I am fairly certain that the matrix is negative definite in general, but confirming that it fits one of the different criteria has proven beyond my ability to generalise to $p > 3$.
Is there a very simple way to confirm that a matrix with this structure is (or is not) negative definite?
Thanks
We can assume that all entries $a_i$ are positive, since those terms with $a_i = 0$ do not contribute to the sum.

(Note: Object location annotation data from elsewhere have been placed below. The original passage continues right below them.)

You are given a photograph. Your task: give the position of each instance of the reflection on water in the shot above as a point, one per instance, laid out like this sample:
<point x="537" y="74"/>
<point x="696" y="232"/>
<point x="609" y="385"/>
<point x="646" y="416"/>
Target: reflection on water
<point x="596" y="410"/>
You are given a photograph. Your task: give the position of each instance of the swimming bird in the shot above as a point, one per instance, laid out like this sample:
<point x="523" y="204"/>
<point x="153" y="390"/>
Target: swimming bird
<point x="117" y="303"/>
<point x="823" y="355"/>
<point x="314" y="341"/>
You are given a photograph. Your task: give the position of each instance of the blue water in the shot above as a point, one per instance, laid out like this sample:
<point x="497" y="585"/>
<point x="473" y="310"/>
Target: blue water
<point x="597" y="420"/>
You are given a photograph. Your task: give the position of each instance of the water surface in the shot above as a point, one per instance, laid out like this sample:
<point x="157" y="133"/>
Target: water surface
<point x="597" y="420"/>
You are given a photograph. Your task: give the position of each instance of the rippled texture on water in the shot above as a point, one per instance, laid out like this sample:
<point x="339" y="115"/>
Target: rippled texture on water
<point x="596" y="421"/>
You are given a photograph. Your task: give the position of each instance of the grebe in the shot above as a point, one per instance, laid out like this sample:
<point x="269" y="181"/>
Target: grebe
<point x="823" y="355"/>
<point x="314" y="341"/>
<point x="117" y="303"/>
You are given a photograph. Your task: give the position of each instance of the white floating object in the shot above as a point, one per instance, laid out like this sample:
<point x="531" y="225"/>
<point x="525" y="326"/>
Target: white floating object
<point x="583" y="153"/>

To determine whether the matrix is negative definite, just compute, for an arbitrary column vector $y = (y_1, \dots, y_p)^T$: $$ \sum_{j,k = 1}^p y_j y_k h_{j,k} = \sum_{i = 1}^n \sum_{j,k = 1}^p y_j y_k (- \frac{a_i}{b_i^2} x_{ij}x_{ik}) = - \sum_{i = 1}^n \frac{a_i}{b_i^2} (\sum_{j = 1}^px_{ij}y_j) (\sum_{k = 1}^p x_{ik} y_k) = - \sum_{i = 1}^n \frac{a_i}{b_i^2} |z_i|^2 = - \sum_{i = 1}^p w_i^2 $$ with $z_i = \sum_{j=1}^n x_{ij}y_j$ and $w_i = \sqrt{a_i}/|b_i| z_i$ for $i = 1, \dots, n$. Clearly this is never positive and it is zero only if the column vector $w = (w_1, \dots, w_n)^T$ is zero.

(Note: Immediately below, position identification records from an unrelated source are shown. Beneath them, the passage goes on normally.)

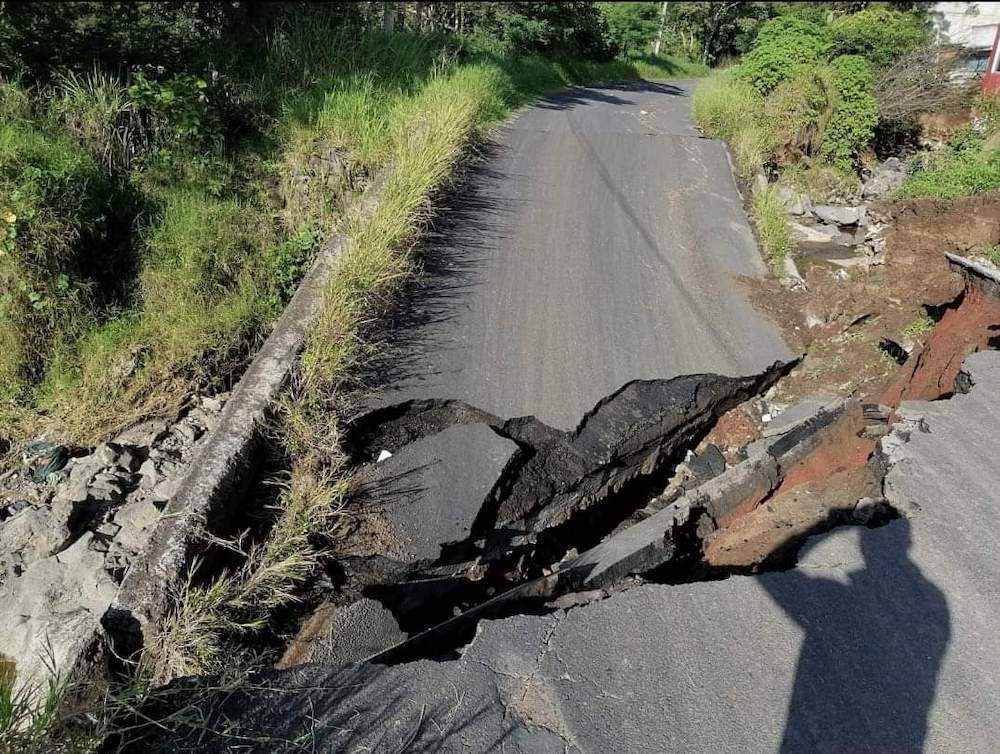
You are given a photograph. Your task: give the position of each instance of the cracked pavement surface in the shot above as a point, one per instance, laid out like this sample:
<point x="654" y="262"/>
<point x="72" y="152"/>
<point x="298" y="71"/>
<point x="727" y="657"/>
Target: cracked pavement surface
<point x="599" y="241"/>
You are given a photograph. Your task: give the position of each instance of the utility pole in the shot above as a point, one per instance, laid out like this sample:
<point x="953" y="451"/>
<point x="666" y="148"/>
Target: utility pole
<point x="659" y="32"/>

Now $w$ is of the form $w = DXy$ where $X$ is the $n \times p$ matrix with entries $x_{ij}$ and $D$ is the diagonal $n \times n$ matrix with entries $\sqrt{a_i}/|b_i|$ along the diagonal. Then if the rank of $DX$ is $p$, we know that $w = 0$ only if $y = 0$. So the matrix $(h_{j,k})$ is negative definite in this case. On the other hand, if the rank of $DX$ is $< p$, there exists $y \ne 0$ such that $w = DXy = 0$, and the matrix $(h_{j,k})$ is negative semidefinite.
Since $D$ now has full rank $n$, the matrices $DX$ and $X$ have the same rank. The rank of $X$ may be determined as usual.